Week seven: QUAGGA (probability 21208), by David Sutton

The QUAGGA is an extinct subspecies of the zebra, once found in great numbers n South Africa. It is not to be confused with the QUOKKA, which is a small marsupial of Western Australia. The last wild quagga was probably shot in the 1870s, and the last quagga in captivity died in 1883 at a zoo in Amsterdam. Its name, which is thought to be onomatopoeic from its call, comes from the Khoikhoi language, spoken by a native South African people once called Hottentots; this term is now regarded as derogatory, but HOTTENTOT is still playable in Scrabble as the name of a small fish.

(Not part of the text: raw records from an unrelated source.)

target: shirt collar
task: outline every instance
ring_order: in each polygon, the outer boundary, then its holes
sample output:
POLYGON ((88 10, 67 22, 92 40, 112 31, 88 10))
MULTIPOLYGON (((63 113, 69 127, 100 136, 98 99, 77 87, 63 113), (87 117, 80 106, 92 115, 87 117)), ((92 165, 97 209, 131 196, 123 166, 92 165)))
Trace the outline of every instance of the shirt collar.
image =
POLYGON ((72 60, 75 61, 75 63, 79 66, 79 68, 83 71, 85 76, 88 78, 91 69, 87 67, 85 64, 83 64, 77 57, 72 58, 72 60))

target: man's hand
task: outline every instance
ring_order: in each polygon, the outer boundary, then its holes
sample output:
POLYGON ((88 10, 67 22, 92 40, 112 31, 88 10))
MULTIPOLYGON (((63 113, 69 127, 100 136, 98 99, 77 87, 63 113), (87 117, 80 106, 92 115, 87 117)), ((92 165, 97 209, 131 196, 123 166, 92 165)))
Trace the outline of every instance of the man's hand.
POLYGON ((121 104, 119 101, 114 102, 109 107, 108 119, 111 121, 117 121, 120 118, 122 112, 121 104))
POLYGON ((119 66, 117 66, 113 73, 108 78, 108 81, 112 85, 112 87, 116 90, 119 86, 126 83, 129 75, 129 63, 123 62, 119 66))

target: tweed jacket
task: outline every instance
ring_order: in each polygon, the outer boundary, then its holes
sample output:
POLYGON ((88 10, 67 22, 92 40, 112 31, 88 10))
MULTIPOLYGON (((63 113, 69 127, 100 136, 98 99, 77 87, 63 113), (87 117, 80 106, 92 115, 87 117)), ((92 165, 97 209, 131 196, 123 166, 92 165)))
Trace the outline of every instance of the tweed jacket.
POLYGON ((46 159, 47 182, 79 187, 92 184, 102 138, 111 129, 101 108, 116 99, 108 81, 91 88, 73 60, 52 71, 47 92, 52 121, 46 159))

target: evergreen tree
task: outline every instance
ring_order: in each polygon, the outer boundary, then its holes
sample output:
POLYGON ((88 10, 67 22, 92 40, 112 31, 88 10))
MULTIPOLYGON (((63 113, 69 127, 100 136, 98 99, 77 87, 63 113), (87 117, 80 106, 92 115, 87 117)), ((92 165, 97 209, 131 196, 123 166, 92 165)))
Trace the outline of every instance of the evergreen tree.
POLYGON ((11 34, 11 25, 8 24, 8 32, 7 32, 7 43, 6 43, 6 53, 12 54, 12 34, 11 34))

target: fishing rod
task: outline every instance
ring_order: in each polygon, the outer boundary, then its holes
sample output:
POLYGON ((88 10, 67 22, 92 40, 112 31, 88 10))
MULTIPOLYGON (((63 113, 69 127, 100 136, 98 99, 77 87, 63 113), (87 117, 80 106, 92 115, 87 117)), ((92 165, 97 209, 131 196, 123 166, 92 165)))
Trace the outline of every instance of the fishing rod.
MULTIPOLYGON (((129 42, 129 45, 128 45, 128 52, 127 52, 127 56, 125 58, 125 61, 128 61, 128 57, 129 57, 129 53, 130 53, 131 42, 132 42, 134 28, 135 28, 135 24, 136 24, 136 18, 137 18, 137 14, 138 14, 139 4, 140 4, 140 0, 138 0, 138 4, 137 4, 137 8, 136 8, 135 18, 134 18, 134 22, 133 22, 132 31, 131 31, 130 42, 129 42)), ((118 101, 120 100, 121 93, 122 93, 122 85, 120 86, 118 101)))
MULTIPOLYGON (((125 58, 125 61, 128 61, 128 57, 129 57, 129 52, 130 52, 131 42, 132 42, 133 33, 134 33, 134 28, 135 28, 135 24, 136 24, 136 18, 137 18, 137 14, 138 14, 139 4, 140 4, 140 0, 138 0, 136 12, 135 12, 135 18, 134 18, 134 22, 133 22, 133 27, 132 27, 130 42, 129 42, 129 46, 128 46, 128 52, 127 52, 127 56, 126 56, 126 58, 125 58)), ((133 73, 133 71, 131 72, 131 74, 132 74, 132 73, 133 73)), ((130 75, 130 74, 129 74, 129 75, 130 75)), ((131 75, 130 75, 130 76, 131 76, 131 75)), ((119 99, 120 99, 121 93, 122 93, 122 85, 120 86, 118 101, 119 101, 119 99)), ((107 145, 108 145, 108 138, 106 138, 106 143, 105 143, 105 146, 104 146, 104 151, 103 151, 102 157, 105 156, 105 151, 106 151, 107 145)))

Somewhat confusingly, Chambers defines the quagga an 'an extinct wild ass', merely saying that it was related to the zebra. However, the African wild ass, which is believed to be the ancestor of the domesticated donkey, is an entirely different species. There are other wild asses, including the KIANG (or KYANG) of the Tibetan plateau, (also known as the CHIGETAI or DZIGGETAI, and the HEMIONE or HEMIONUS), and the ONAGER of central Asia (with plural ONAGERS, unlike ONAGER in the sense of an ancient military engine for throwing great stones, which can take a plural ONAGRI). The ONAGER is also known as the KULAN or KOULAN. The BURRO of America is feral rather than truly wild, being descended from domesticated donkeys introduced by the Spaniards.

And of course, always watch out for the chance to extend CARD to CARDOPHAGUS (plural CARDOPHAGI), an obsolete name for an ass or donkey, from the Greek meaning 'thistle eater'.